Nobody could seriously argue against the fact that Exeter Chiefs are currently playing the most potent brand of rugby in the English Premiership.
Their first-half display against Bath last week was arguably the most complete 40 minutes in top-flight history, with their ability to retain the ball, recycle at pace, bust holes in the opposition’s rearguard and finish tries now almost unmatched.
Last month, writing in his weekly column for The Times newspaper, Sky Sports pundit Stuart Barnes accused Exeter of “killing the game”.
He basically argued that going through 20-30 phases was boring and that Chiefs were encouraging a Rugby League mentality whereby other teams would simply copy it and defences would just fan out.
You can see Barnes’ point but that still doesn’t make him right.
In League, as he correctly points out, you have a ‘six-tackle’ rule that demands a team turns the ball over if they have not scored a try or forced another ‘set of six’, but in Union surely the whole point of the exercise is to retain possession of the ball and exert pressure in such a way?

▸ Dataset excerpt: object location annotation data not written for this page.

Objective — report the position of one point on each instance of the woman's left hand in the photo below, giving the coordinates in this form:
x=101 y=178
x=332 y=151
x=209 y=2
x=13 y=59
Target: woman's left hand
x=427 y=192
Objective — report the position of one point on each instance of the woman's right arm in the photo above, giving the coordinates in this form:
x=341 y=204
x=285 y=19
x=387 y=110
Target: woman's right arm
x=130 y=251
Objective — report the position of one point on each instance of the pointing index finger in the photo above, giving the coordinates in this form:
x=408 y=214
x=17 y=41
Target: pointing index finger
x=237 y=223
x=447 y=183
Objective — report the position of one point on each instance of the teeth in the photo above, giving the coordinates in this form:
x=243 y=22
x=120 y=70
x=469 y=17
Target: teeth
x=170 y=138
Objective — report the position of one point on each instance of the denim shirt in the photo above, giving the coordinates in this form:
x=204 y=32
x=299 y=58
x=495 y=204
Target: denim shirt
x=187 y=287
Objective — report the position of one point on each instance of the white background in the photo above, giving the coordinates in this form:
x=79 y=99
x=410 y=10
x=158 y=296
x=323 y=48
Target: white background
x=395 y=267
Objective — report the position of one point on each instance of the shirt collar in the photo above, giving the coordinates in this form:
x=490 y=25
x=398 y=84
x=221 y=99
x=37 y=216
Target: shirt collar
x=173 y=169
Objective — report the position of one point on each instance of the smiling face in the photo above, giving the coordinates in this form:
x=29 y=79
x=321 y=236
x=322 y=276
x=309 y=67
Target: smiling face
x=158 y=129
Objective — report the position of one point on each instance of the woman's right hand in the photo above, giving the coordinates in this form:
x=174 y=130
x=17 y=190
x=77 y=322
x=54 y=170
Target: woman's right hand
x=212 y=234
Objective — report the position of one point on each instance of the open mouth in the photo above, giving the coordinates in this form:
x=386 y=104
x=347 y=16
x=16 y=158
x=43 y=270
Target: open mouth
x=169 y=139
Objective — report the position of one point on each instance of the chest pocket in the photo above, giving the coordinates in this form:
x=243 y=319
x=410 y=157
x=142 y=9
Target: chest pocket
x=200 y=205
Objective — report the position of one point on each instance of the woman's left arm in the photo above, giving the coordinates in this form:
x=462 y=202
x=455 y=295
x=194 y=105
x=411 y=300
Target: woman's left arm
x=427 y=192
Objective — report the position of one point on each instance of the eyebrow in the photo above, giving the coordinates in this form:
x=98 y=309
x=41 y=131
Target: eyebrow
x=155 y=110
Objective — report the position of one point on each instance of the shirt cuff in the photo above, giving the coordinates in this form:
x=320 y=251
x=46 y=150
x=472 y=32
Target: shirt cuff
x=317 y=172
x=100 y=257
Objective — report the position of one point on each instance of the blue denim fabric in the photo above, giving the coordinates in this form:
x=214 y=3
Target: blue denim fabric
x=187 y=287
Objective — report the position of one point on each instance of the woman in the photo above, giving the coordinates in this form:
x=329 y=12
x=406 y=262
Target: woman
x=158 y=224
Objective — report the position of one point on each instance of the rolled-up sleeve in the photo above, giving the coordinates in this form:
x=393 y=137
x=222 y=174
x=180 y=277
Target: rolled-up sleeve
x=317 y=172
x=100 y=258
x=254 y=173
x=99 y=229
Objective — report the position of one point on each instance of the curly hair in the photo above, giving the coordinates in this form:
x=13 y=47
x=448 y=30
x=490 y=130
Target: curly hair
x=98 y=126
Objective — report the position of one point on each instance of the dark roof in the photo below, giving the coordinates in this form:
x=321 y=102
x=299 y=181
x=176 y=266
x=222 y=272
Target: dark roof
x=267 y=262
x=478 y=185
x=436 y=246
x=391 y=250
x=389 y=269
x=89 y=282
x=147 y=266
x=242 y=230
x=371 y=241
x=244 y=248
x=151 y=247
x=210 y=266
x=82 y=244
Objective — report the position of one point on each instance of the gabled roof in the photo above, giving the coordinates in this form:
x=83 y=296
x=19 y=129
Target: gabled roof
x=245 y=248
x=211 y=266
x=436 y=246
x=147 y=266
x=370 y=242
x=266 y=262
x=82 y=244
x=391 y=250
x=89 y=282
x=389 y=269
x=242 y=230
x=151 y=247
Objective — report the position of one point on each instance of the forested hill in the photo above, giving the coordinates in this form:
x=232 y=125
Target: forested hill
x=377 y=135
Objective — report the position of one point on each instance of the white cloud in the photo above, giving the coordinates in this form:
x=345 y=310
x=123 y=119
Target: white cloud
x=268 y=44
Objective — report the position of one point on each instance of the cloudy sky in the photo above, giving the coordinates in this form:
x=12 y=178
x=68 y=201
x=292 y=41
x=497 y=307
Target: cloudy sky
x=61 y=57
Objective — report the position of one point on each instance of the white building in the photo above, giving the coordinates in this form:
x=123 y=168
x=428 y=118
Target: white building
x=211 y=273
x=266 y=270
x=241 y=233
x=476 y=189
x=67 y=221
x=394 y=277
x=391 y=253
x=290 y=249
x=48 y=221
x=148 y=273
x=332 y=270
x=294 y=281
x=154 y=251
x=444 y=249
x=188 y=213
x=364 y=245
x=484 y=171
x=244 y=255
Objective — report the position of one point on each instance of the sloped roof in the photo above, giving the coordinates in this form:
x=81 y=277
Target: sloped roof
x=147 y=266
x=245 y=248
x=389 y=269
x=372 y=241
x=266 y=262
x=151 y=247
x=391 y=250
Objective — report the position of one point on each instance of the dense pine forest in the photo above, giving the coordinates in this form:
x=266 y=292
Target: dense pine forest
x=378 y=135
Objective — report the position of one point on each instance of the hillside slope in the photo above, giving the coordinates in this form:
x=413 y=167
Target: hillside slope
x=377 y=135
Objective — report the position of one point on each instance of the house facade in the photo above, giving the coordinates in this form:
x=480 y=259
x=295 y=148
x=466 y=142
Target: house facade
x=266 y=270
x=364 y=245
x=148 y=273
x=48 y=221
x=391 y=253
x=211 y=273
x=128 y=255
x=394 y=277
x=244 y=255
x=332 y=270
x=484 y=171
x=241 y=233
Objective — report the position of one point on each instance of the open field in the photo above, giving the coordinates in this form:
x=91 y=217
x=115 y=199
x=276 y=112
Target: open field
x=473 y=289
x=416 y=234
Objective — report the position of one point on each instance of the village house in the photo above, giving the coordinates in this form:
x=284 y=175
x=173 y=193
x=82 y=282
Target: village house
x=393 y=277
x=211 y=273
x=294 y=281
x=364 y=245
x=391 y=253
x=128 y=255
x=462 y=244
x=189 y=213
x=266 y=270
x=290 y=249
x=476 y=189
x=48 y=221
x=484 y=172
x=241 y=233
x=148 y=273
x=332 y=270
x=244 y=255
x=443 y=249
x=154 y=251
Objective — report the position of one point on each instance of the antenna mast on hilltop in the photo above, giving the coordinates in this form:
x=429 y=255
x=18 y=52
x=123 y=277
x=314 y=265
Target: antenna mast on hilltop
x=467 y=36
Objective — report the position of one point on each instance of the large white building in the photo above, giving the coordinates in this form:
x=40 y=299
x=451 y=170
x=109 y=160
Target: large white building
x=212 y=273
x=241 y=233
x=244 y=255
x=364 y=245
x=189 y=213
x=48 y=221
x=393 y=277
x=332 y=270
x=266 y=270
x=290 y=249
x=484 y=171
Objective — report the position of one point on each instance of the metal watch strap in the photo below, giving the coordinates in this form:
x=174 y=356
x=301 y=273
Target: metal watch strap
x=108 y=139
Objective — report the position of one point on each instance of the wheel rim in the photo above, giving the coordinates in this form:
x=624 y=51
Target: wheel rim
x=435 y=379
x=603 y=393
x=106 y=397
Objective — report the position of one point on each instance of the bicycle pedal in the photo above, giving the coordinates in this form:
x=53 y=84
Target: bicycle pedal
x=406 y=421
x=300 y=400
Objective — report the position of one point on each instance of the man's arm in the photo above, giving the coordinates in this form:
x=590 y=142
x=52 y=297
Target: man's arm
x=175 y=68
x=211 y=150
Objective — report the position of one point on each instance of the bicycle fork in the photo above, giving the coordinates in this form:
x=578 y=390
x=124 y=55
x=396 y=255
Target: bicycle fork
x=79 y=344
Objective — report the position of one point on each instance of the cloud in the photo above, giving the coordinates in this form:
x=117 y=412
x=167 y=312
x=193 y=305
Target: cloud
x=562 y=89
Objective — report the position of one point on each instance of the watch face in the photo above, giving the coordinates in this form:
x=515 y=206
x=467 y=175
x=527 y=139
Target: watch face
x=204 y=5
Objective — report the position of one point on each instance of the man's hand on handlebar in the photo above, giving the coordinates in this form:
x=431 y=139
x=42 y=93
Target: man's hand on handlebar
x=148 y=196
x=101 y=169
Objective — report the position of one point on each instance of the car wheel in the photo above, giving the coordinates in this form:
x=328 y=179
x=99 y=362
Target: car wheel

How often do you hear losing Rugby Union coaches bemoaning their side’s inability to ‘cherish the pill’ or inaccuracies in attack? In other words, they kept dropping the ball!
It’s a common refrain, even amongst winning coaches, so why should a guy like Barnes now criticise an Exeter team that has totally mastered the art of keep-ball?
Posession and entertainment
I simply don’t get it. If Exeter were failing to entertain the Sandy Park faithful or producing a staccato brand of possession rugby whereby the ball was simply trucked-up, phase after phase through the middle, perhaps I could understand it. But that is not the case because Exeter, more than any other team bar Wasps, love getting the ball wide.
Yes, their forwards score more tries than any other team, as evidenced by the fact Luke Cowan-Dickie, Mitch Lees, Don Armand and Thomas Waldrom crossed for four of their six tries against Bath, but is that not just smart play?
Exeter simply have so many threats right across the park now that opposing teams are bound to leave gaps. I haven’t heard too many Exeter fans complaining about their side’s style of play and when I saw them beat Saracens at Allianz Park the other week, there was no shortage of ambition in their play.
The Dutch invented ‘total football’ in the 1970s and, four decades on, Exeter’s brand of ‘total rugby’ is reaching New Zealand-esque levels.